This protocol not only provides a crosssectional image through the fovea but also gives a macular thickness analysis. The macular scan can rule out macular changes missed on the papillomacular axis line scan (see foregoing) and can define macular disease that may mimic optic neuropathy,3 including cystoid macular edema, pigment epithelial detachments, and subretinal fluid, which are visualized by this scan.

Optical Coherence Tomography

in the Analysis of Optic

Nerve Disorders

Using the peripapillary RNFL scan protocols already described, OCT can demonstrate RNFL atrophy secondary to ischemia, compression, demyelination, or increased intracranial pressure. Patterns of RNFL loss can be measured by OCT that may correlate with visual field defects. These patterns of RNFL loss may be useful in determining the location of lesions along the visual pathways. Peripapillary RNFL scans are also useful in documenting progressive changes or stability of lesions during follow-up.

Optic Disc Edema

In the evaluation of optic disc edema from various causes, including papilledema, the combination of the peripapillary nerve fiber layer scan with the papillomacular line scan (see above) is useful. In cases of optic disc swelling, the peripapillary RNFL scan will show an increase in RNFL thickness that is above the 95th percentile of the normative data that are already included in the program. RNFL thickening can be sectoral, as in some cases of anterior ischemic optic neuropathy (AION), or diffuse, as in papilledema. Resolution of disc swelling is accompanied by a return to normal of the RNFL if no permanent damage has occurred, or a decrease below the 5th percentile if RNFL loss has occurred (see Figure 10.1A,B).

J.A. Rodríguez-Padilla and T.R. Hedges III

Protocols for optic nerve analysis may also be applied in unilateral non-arteritic ischemic optic neuropathy (NAION) to evaluate the contralateral optic nerve for the “disk-at-risk” anatomy.

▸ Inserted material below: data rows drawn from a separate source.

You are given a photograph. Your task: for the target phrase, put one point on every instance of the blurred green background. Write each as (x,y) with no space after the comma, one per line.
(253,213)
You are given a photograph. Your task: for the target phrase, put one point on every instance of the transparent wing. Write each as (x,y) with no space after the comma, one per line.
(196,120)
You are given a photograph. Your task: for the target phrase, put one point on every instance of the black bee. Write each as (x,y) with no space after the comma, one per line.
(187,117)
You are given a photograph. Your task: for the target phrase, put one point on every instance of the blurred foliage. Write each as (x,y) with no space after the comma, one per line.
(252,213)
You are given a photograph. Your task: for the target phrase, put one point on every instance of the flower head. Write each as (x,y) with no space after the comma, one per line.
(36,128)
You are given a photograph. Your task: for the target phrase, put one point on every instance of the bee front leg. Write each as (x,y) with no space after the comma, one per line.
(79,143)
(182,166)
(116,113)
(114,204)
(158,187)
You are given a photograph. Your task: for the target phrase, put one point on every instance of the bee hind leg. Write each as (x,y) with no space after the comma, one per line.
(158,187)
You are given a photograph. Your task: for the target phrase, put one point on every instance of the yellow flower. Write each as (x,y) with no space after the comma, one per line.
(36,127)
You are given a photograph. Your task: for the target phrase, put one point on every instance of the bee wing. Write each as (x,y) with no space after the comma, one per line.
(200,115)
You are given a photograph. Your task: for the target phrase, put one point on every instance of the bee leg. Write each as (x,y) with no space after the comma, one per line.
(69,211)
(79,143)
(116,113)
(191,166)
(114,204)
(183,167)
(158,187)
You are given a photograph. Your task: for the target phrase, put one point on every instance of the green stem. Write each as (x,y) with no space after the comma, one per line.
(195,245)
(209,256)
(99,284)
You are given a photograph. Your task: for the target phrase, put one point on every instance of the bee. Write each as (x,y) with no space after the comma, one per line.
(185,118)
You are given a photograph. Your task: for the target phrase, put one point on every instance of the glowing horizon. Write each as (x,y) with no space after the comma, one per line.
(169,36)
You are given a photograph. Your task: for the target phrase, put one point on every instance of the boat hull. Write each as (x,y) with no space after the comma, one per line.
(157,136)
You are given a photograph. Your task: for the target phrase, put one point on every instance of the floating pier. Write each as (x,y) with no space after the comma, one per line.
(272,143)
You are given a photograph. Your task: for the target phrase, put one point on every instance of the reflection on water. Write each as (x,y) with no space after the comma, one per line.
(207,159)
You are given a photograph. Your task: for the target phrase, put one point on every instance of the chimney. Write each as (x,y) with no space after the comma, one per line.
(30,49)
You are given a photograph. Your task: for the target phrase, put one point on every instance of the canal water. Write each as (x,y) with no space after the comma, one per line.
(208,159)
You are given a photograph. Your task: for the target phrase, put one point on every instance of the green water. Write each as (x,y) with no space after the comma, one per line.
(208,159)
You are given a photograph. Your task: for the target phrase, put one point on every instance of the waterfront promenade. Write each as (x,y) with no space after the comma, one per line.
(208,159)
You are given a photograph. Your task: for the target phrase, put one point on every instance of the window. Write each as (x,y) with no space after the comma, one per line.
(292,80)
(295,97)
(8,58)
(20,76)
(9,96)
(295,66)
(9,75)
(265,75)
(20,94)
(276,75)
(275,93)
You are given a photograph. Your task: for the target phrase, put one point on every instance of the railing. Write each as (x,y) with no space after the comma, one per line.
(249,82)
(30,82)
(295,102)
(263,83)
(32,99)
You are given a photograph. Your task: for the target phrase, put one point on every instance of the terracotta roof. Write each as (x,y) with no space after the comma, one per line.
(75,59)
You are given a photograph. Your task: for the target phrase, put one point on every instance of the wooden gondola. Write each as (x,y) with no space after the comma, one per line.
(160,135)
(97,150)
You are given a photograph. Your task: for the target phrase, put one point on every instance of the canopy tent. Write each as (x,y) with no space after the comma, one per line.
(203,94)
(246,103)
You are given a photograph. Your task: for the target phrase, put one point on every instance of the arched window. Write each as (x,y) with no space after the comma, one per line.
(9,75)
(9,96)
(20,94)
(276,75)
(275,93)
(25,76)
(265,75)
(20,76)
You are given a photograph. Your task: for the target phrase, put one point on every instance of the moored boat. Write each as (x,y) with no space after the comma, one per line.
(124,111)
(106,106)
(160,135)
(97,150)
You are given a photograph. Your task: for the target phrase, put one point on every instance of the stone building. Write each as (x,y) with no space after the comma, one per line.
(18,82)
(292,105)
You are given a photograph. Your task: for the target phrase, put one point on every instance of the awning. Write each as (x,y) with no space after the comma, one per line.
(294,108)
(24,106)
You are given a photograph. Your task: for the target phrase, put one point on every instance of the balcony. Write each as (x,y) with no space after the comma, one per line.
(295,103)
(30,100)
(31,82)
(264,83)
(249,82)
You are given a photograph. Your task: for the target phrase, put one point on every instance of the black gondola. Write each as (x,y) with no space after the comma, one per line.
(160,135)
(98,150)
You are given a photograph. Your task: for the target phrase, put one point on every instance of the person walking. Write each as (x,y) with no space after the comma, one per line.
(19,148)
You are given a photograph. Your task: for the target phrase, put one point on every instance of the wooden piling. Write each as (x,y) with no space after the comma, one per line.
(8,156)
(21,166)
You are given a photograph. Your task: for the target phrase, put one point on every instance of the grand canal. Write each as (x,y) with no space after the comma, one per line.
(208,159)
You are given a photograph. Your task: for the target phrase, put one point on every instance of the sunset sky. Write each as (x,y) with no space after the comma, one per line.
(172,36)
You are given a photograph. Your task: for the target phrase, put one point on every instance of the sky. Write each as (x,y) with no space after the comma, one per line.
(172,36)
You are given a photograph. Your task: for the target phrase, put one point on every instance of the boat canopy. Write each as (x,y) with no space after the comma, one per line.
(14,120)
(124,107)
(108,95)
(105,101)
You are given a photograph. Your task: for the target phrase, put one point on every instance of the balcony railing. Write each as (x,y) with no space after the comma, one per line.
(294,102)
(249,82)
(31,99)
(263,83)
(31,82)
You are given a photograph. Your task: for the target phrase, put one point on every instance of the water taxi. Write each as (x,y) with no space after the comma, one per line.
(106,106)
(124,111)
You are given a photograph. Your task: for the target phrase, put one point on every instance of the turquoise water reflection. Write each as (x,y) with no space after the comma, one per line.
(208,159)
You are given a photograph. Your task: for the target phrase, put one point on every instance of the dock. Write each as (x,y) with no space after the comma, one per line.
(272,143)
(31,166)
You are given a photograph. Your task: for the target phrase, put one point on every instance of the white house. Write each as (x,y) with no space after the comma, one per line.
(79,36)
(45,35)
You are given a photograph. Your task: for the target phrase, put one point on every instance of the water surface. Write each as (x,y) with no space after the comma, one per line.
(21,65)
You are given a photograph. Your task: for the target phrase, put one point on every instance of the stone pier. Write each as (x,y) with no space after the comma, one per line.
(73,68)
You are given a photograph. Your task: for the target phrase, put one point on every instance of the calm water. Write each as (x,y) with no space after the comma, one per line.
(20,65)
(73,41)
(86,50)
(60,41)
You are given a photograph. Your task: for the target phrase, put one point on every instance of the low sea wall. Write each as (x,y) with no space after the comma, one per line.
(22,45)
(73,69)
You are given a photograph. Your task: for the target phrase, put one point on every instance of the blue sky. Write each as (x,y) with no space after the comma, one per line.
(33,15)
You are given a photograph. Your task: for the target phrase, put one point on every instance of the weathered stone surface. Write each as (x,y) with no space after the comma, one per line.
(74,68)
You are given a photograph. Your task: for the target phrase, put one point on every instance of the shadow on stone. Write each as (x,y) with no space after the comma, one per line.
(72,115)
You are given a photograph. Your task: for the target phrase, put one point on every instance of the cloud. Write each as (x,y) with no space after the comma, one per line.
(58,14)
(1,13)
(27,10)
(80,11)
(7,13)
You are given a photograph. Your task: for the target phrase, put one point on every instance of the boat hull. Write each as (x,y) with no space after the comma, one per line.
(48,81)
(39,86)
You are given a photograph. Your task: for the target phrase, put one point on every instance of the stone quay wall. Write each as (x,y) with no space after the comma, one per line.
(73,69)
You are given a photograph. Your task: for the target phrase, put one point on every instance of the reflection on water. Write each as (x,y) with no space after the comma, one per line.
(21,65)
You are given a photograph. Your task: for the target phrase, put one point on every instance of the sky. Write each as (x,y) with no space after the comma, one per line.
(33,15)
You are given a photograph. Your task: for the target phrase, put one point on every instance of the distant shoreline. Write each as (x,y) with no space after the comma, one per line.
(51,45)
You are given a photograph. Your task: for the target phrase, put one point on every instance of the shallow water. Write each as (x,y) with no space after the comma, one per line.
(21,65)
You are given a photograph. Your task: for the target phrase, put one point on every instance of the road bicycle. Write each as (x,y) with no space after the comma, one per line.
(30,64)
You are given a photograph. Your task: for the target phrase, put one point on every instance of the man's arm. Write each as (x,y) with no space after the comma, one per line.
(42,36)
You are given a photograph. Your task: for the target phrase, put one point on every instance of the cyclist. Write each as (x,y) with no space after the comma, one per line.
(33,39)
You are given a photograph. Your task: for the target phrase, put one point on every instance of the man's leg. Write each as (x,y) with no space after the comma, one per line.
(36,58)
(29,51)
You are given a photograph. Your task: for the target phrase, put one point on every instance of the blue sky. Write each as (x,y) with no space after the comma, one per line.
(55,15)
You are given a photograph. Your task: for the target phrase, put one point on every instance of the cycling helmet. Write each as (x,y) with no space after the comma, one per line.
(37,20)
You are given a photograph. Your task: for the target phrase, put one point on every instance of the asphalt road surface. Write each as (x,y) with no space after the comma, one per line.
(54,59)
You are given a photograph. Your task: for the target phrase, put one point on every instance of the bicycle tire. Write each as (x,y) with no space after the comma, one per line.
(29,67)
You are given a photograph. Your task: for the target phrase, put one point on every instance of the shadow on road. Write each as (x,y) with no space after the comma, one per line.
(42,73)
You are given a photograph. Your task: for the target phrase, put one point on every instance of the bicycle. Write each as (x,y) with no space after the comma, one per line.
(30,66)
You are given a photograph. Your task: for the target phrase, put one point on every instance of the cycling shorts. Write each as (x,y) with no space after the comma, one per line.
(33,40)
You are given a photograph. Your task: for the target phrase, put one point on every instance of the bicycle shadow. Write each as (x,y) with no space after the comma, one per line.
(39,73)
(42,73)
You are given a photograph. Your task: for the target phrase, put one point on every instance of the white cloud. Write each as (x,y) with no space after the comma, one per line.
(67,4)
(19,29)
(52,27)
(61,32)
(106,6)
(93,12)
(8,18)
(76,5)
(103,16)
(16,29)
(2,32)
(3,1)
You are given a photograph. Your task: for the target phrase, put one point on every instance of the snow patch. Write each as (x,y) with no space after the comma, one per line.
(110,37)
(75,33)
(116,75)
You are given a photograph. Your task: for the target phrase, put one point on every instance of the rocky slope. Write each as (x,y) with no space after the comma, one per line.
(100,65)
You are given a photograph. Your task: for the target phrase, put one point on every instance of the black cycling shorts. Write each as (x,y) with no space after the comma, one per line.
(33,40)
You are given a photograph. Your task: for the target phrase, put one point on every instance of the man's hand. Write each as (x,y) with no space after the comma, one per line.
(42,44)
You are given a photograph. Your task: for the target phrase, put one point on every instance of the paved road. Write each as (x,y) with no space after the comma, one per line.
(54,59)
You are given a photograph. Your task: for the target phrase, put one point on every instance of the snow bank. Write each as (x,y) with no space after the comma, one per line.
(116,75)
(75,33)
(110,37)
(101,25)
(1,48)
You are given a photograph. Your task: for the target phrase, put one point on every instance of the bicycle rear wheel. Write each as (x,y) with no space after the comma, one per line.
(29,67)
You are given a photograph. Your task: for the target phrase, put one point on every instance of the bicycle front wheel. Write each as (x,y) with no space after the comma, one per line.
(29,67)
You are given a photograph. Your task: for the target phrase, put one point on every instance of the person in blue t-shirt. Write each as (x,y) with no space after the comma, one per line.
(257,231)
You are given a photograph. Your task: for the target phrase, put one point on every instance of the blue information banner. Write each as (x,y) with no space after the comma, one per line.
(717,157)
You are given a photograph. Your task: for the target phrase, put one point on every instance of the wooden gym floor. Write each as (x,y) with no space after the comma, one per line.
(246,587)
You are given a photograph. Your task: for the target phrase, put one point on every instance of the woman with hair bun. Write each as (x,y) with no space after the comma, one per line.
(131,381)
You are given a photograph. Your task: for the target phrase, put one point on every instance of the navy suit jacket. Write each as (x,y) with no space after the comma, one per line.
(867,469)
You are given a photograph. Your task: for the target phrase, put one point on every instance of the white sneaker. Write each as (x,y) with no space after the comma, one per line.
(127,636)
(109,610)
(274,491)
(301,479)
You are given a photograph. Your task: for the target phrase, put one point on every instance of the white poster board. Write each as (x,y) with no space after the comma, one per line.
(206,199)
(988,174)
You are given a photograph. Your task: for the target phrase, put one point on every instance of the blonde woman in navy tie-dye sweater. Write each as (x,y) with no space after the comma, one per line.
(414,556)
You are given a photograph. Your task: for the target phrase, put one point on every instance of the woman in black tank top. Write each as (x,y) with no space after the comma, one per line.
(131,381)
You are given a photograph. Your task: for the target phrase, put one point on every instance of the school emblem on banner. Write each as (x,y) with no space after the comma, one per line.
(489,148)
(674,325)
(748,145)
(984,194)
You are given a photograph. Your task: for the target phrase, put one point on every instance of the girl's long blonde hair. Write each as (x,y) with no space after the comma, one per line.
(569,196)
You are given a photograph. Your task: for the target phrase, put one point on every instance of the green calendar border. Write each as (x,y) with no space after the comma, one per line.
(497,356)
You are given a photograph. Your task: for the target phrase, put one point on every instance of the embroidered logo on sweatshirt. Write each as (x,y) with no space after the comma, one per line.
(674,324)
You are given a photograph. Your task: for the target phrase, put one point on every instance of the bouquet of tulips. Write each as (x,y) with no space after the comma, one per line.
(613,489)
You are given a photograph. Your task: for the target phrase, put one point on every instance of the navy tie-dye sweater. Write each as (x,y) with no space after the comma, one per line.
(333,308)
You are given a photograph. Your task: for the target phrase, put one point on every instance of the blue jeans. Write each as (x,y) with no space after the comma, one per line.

The line scan is useful for evaluating the presence of subretinal fluid that often accompanies optic nerve swelling in the peripapillary region and rarely in the subfoveal region, where it can cause central visual loss in some cases of papilledema from idiopathic intracranial hypertension.9 Subretinal fluid can be documented and measured by OCT in other causes of disc swelling, such as papillophlebitis and NAION (in manuscript). The papillomacular line scan can also demonstrate apparent optic disc elevation from vitreopapillary traction.10

In papilledema, OCT can be used to objectively assess peripapillary nerve fiber layer swelling and to monitor its progression to resolution or atrophy (Figure 10.4). Optical coherence tomography, using the peripapillary RNFL scan, can also help to objectively distinguish normal subjects from patients with papilledema or pseudopapilledema by showing either evolution or resolution over time in cases of papilledema, or even no changes over time with pseudopapilledema. However, it cannot distinguish mild papilledema from pseudopapilledema with a single measurement, because patients with congenitally crowded, pseudopapilledematous optic nerves have slightly thicker than normal RNFL, unless optic disc drusen develop,11 which would be associated with RNFL thinning.

Optic Atrophy

Optical coherence tomography can help rule out nerve damage, and, when normal, it allows clinicians to redirect their attention to the retina or anterior segment as the site of unexplained visual loss. In optic disc atrophy, OCT can objectively measure loss of RNFL caused by ischemic, compressive, or hereditary, nutritional, or toxic optic neuropathies. In glaucoma, loss of

RNFL, as measured by OCT, has been shown to correlate with disease progression as measured with automated perimetry.12 This finding can be extrapolated to other causes of optic

atrophy resulting from pregeniculate disease, where RNFL measurements correlate well with visual field defects, which may help localize lesions in the visual pathways, especially if the visual fields are unreliable.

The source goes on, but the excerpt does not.